Iran's decision to remove the nuclear file from negotiations with the US threatens to unravel months of diplomatic efforts and inject a fresh risk premium into global oil markets.
Iran's decision to remove the nuclear file from negotiations with the US threatens to unravel months of diplomatic efforts and inject a fresh risk premium into global oil markets.

Iran has removed the nuclear issue from the negotiating table with the United States, a senior lawmaker said, signaling a collapse in talks that threatens to push crude prices higher and deepen Middle East instability.
"The nuclear issue has been removed from the negotiating table; no final agreement has been reached yet," said Esmail Kowsari, a member of Iran's National Security and Foreign Policy Committee, according to the Iranian Student News Agency on Sunday.
The statement follows parallel comments from Parliament Speaker Mohammad Bagher Ghalibaf, who said no deal would be signed until Iranian rights are secured. US Defense Secretary Pete Hegseth said Friday that negotiations were "moving the US way" while keeping the military option available, underscoring the wide gap between the two sides.
The breakdown carries immediate consequences for energy markets. The Strait of Hormuz handles about 21 percent of globally traded oil, and any disruption to shipping in the waterway could send Brent crude above $80 a barrel. The last time US-Iran nuclear talks collapsed — in 2019 after the Trump administration withdrew from the Joint Comprehensive Plan of Action — Brent surged 23 percent over three months, from $57 to $70 a barrel, while gold gained 8 percent as investors rotated into safe-haven assets.
Oil at the Center of the Risk Calculus
Iran's position along the Persian Gulf and its proximity to the Strait of Hormuz give it outsized influence over global energy supply chains. About 20 million barrels of oil pass through the strait daily, equal to roughly a fifth of global consumption, according to the US Energy Information Administration. Any escalation involving Iranian military assets or retaliatory actions against shipping would immediately tighten physical supply just as OPEC+ is already restraining output.
The risk premium embedded in crude options has already begun to widen. Brent crude's implied volatility — measured by the 30-day at-the-money option skew — has risen over the past week as traders priced in a higher probability of supply disruption, according to exchange data. West Texas Intermediate crude traded near $73 a barrel in early Asian hours Monday, with Brent around $77.

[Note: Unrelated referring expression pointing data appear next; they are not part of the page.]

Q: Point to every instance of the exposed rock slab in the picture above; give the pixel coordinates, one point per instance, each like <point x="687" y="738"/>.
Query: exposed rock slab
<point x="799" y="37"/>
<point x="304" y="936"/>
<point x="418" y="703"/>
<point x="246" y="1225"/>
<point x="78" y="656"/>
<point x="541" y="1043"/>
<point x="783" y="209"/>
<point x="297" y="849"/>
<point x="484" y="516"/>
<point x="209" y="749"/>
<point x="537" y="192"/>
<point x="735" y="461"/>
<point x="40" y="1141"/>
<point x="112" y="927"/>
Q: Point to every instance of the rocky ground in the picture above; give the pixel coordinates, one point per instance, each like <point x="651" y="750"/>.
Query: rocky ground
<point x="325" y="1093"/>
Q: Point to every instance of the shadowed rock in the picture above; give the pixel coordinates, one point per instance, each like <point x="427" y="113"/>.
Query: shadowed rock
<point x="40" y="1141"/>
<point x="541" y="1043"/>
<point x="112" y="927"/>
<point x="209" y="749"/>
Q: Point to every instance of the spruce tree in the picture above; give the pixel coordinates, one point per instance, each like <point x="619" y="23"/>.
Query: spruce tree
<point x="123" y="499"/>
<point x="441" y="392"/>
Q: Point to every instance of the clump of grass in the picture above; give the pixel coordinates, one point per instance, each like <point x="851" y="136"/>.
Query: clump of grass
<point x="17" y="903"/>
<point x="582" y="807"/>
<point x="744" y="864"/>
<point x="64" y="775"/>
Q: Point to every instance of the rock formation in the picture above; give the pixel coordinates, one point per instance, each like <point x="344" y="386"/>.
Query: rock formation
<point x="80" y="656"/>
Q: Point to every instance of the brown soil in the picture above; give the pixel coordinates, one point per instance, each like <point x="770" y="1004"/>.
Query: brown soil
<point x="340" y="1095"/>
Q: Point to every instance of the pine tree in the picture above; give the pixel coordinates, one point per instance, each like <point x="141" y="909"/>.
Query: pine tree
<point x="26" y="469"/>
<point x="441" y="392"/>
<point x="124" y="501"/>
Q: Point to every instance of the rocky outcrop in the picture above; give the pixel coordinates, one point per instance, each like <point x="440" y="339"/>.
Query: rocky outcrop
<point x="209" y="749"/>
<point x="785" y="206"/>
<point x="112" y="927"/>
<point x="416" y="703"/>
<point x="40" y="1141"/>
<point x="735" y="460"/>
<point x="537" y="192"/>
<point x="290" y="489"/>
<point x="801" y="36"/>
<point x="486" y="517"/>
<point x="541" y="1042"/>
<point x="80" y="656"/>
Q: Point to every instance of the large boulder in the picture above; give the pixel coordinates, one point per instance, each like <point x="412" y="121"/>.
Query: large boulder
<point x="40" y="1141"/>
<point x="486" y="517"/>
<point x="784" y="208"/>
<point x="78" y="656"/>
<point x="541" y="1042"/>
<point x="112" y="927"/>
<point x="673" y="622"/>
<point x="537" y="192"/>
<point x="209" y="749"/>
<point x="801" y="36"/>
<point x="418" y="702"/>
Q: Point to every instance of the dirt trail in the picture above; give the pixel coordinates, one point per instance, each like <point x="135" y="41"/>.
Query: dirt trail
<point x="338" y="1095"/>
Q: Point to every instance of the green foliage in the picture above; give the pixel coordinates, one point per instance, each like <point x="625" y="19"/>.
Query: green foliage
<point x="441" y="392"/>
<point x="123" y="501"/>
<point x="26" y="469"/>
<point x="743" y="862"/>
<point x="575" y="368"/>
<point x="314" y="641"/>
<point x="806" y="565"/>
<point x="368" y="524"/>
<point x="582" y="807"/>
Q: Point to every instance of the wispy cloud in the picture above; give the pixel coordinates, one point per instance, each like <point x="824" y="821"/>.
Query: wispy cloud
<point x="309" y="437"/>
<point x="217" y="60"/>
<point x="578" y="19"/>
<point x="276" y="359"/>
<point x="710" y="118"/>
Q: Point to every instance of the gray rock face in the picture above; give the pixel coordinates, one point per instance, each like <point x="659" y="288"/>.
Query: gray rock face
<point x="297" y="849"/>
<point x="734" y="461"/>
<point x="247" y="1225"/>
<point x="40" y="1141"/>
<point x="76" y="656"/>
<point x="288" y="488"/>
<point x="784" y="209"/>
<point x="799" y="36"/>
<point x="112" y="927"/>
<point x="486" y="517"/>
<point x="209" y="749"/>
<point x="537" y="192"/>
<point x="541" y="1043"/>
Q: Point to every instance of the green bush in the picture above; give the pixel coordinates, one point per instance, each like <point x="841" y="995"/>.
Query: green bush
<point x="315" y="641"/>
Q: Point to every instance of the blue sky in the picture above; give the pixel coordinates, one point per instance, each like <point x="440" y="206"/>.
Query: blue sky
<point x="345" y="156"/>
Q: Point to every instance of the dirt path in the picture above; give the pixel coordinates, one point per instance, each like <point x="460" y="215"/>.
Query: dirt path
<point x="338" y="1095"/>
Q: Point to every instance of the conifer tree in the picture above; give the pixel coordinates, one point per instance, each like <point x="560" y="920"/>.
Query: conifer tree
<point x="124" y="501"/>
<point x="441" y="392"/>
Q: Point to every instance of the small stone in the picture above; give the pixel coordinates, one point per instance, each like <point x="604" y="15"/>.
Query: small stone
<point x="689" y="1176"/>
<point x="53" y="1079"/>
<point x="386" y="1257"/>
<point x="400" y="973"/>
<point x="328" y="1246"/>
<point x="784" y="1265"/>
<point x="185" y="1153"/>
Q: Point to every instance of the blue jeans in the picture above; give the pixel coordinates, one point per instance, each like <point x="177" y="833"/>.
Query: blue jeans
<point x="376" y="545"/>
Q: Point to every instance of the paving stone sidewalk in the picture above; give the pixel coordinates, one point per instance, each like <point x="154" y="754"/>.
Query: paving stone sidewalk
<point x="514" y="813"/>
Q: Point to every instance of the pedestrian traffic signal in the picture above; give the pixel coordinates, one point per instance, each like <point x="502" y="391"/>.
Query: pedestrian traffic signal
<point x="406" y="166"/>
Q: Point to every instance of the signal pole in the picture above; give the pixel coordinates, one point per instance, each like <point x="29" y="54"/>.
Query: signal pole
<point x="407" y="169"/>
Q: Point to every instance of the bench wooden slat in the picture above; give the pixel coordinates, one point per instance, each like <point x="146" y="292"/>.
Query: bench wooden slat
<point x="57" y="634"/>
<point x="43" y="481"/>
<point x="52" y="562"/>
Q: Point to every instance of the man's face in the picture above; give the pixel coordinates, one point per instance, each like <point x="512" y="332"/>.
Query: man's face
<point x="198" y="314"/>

A Region in Simultaneous Crisis
The Iran nuclear impasse comes as Israel deepens its military operations in Lebanon. Israeli forces captured the strategic Beaufort castle in southern Lebanon over the weekend, with Prime Minister Benjamin Netanyahu calling it a "dramatic shift" in the campaign against Hezbollah. France has requested an emergency UN Security Council meeting over the incursion, while the US is expected to pursue a separate ceasefire track in Washington this week.

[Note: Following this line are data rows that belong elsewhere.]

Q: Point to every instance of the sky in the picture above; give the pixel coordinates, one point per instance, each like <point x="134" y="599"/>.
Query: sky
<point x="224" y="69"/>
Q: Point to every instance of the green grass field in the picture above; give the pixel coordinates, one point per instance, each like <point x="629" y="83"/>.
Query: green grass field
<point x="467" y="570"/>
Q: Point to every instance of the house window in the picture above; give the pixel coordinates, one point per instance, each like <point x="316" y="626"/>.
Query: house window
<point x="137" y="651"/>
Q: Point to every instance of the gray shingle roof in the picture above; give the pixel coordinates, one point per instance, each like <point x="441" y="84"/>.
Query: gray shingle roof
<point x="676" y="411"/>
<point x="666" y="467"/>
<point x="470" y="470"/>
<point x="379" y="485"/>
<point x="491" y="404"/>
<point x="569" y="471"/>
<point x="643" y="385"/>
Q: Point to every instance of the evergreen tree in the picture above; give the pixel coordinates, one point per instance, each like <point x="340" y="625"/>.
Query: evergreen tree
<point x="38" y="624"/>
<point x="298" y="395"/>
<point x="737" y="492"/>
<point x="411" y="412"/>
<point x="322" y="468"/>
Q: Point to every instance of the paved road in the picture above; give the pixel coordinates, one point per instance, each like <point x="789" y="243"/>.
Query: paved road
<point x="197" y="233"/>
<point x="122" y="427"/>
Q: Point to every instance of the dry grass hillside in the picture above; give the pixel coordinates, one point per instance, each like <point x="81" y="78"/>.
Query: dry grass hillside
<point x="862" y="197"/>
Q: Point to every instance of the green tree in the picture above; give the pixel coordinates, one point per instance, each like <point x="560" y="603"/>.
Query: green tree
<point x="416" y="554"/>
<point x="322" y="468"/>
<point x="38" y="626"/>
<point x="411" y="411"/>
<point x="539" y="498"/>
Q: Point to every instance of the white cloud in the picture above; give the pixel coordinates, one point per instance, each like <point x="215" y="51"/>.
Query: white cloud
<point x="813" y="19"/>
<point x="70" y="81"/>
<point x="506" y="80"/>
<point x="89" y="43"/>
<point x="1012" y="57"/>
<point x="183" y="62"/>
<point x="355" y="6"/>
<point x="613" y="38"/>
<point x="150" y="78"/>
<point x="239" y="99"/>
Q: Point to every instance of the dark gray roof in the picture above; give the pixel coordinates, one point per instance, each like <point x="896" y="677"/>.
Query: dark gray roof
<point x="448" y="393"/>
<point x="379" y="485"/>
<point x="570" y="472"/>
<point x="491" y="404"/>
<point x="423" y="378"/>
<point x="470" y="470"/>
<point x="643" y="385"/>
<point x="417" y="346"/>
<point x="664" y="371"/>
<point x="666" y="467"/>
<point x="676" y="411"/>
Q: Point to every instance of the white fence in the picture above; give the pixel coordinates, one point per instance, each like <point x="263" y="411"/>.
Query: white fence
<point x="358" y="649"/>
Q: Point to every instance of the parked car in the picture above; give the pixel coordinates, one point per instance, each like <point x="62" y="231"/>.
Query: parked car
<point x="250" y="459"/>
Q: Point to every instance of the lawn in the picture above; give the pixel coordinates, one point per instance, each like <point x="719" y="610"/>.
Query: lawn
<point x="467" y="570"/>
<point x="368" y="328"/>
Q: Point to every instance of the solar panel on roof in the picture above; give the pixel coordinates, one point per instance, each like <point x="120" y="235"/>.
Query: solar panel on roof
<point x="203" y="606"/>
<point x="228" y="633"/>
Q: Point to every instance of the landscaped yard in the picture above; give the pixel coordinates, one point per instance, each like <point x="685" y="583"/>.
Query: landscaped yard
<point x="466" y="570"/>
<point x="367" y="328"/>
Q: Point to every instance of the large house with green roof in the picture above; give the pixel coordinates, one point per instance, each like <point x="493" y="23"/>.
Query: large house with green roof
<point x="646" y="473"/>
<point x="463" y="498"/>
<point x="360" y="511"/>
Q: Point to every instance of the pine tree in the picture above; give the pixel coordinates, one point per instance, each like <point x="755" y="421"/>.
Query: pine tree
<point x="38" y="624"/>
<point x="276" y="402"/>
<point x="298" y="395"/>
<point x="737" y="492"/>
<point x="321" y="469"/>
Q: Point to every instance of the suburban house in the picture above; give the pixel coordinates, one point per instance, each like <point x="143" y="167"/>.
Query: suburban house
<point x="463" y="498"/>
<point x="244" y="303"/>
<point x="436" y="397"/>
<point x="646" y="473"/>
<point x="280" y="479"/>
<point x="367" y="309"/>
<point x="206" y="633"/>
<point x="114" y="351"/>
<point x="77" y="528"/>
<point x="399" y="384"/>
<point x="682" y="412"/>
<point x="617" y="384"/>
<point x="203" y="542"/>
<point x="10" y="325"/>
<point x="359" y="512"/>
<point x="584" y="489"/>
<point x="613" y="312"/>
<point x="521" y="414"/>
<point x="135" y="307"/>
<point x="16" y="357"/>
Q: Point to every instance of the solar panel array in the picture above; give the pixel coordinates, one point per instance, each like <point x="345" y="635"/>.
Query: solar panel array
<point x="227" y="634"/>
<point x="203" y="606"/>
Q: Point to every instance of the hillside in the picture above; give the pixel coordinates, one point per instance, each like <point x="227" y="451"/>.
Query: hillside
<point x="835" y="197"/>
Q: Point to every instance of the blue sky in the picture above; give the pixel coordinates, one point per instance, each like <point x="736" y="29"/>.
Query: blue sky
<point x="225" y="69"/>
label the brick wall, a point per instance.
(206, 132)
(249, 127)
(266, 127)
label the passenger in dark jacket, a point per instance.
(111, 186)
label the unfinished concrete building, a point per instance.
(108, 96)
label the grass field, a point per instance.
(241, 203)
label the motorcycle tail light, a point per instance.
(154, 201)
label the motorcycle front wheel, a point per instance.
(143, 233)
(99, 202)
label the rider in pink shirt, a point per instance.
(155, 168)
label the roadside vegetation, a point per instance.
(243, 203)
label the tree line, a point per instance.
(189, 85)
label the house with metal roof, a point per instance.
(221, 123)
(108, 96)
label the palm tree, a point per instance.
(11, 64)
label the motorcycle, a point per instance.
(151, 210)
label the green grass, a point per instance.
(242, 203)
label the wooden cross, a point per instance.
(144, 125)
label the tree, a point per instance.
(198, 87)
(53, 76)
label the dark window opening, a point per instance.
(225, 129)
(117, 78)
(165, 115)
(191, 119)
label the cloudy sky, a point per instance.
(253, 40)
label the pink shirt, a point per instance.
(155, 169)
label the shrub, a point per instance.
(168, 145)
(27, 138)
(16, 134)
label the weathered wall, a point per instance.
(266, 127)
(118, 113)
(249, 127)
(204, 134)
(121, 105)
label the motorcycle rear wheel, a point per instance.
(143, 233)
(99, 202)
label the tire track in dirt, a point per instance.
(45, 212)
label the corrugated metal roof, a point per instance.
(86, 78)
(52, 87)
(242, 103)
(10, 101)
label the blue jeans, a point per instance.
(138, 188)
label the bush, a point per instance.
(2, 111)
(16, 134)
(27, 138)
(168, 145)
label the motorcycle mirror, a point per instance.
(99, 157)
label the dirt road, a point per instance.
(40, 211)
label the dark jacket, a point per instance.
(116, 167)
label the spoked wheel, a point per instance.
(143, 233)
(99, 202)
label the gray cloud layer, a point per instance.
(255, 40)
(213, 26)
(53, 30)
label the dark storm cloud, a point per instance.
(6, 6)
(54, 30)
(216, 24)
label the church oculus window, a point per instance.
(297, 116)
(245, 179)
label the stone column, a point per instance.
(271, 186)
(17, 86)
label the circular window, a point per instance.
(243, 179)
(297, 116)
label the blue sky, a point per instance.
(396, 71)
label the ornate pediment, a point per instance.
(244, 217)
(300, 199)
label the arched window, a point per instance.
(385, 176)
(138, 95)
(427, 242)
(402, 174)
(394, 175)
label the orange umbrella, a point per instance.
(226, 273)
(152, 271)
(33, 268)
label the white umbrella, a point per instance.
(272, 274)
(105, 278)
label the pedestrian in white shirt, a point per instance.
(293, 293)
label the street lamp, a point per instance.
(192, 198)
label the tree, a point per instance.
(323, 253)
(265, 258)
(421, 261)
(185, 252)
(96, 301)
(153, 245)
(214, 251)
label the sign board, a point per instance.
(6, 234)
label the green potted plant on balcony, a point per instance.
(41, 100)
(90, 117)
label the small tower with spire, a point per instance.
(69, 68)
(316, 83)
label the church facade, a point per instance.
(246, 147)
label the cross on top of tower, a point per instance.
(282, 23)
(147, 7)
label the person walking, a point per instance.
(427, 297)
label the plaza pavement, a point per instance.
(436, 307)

The convergence of the Iran nuclear breakdown and the Lebanon escalation creates a multi-front crisis that complicates diplomatic resolution. "The more land they can grab before the ceasefire, the more they can impose conditions on Hezbollah," said Joe Macaron, a Beirut-based geopolitical analyst at the Carnegie Middle East Center, referring to Israel's expanded operation.
For investors, the dual shocks raise the prospect of sustained energy price elevation at a time when global inflation is already a concern for central banks. Higher oil prices feed directly into transportation and manufacturing costs, potentially delaying rate cuts that markets have been pricing for the second half of 2026. The US dollar index held near 104.5 Monday, while gold traded above $2,350 an ounce, reflecting continued demand for havens.

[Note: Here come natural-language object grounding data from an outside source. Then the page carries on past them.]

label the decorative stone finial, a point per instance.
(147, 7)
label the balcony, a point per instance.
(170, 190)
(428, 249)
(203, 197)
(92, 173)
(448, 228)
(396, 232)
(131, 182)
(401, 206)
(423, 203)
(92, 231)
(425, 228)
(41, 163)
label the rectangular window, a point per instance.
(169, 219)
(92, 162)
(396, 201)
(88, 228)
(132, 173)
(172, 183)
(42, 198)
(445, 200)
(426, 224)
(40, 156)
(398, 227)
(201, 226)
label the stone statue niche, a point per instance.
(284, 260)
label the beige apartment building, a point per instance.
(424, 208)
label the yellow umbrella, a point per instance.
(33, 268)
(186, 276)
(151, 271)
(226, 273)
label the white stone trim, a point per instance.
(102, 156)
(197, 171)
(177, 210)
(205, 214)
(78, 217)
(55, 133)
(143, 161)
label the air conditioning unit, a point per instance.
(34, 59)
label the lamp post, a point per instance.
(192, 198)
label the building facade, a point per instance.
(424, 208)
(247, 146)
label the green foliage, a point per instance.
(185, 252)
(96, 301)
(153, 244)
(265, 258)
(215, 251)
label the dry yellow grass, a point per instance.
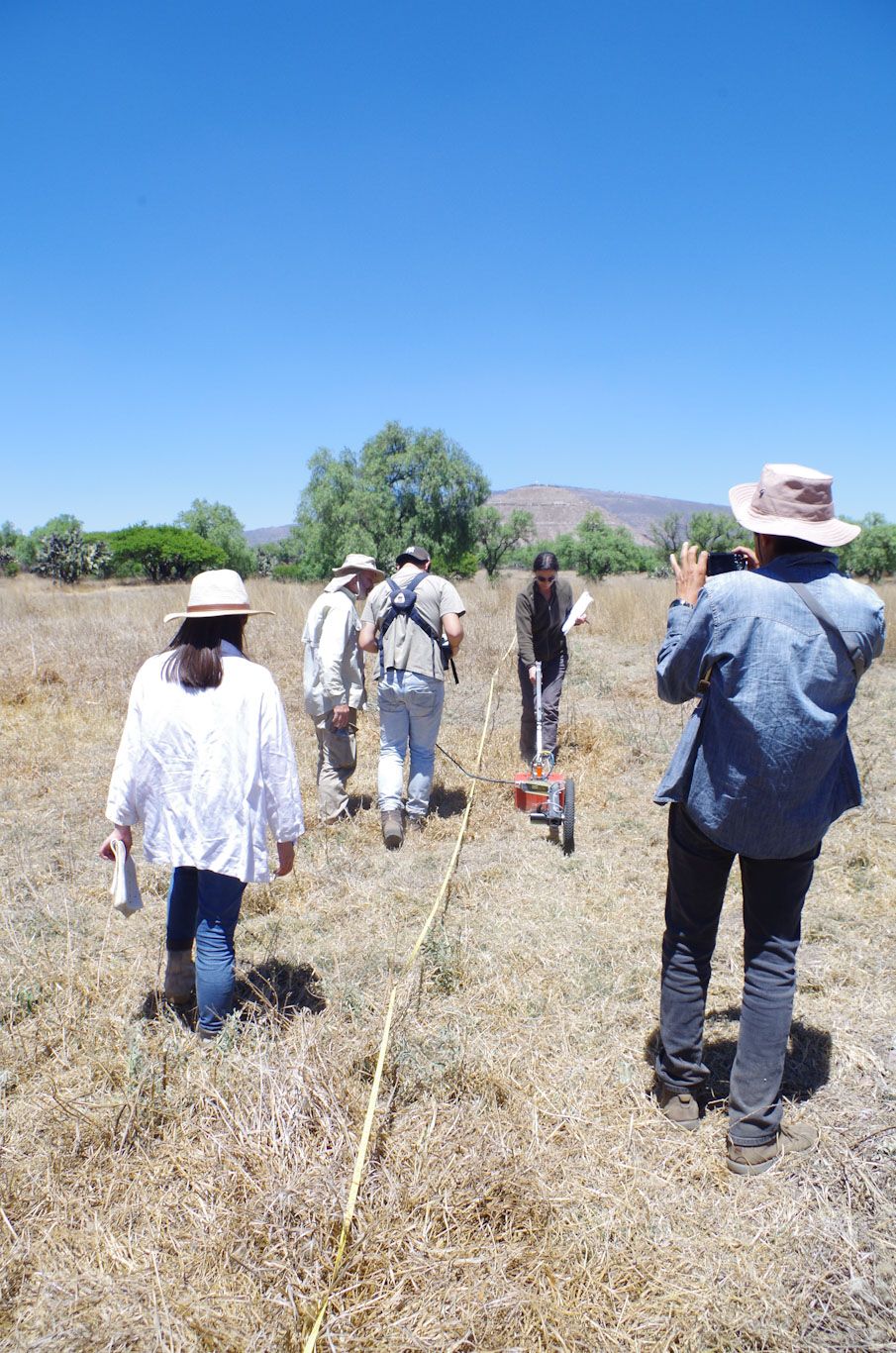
(523, 1193)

What happens next depends on whether diplomatic channels can be revived. Iran's Kowsari offered no timeline for a return to talks, and the US has not publicly proposed a new framework. With both sides entrenched and military options on the table, the risk of miscalculation — and a further spike in the oil risk premium — remains elevated.
This article is for informational purposes only and does not constitute investment advice.